Medicare’s 2018 fee schedule shows the program is increasingly willing to pay primary-care physicians to manage complex patients, a trend that may narrow the pay gap between those physicians and specialists.
Over the years, the Content Management Codes (CMS) billing codes and pilot programs have boosted physicians’ earnings. Whereas treating a complex patient used to net a doctor as little as $10 per month, new billing codes have driven that to as much as $94 this year, according to a new analysis from the Urban Institute.
That’s important because some parts of the country are experiencing primary-care physician shortages, notes the Urban Institute report. Improving income and payment for primary care is going to help attract physicians to this field, concludes the report.
Medicare: Payment Schedules
Primary-care physicians’ median incomes now range from $225,000 to $250,000. For specialists like cardiologists or orthopedic surgeons, the median is as high as $550,000, according to the study.
Most payments to primary-care physicians are still for old-fashioned, face-to-face visits, but Medicare’s fee schedules have increasingly carved out space for new modes of care delivery. In 2013, for example, the CMS began paying providers to manage care transitions for patients recently discharged from hospitals or other facilities.

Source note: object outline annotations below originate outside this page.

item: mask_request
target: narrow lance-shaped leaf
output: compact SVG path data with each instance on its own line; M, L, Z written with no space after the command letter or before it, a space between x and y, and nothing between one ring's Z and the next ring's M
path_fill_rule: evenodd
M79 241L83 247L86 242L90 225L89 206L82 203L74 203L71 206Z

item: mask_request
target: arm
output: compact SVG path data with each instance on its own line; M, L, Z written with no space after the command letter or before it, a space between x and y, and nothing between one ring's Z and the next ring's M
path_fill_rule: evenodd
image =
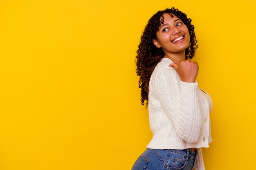
M171 68L161 68L158 78L157 96L176 131L187 142L196 142L201 130L197 82L181 81Z

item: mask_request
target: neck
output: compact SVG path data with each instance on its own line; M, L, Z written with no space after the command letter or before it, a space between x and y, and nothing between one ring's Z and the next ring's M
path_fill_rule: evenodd
M179 63L181 60L185 60L186 59L185 50L175 53L170 53L164 52L164 58L170 59L176 64L179 65Z

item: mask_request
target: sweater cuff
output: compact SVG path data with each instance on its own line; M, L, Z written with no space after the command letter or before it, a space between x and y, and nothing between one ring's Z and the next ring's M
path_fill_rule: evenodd
M180 90L185 95L192 95L195 94L198 87L197 81L195 83L187 83L181 81Z

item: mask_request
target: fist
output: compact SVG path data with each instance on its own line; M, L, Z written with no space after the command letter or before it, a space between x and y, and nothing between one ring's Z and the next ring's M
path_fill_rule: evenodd
M169 65L173 67L180 76L182 81L195 83L198 73L198 64L196 61L191 62L186 60L182 60L179 65L173 63Z

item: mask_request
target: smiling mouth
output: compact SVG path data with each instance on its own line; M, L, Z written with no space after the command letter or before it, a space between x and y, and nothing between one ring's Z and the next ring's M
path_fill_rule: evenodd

And in 2015, it began paying doctors to manage patients with multiple chronic conditions, a group that accounts for a disproportionately high amount of Medicare spending.
Medicare: New Fee Schedule
The new 2018 Medicare Physician Fee Schedule will cover remote monitoring of patients’ blood pressure and blood glucose, essentially telehealth. It will pay for telehealth services like caregiver risk assessments. It will also pay to have community health workers help pre-diabetic patients lose weight.
The CMS is modernizing the way it pays for primary care, and the Trump administration is supporting this effort.
Medicare’s increasing the fees to primary care doctors to the level of specialists will attract more doctors to primary care and help hospitals now experiencing primary-care physician shortages. Most important, you, the consumer-patient will benefit from higher quality medical care, and that is a win-win for everyone.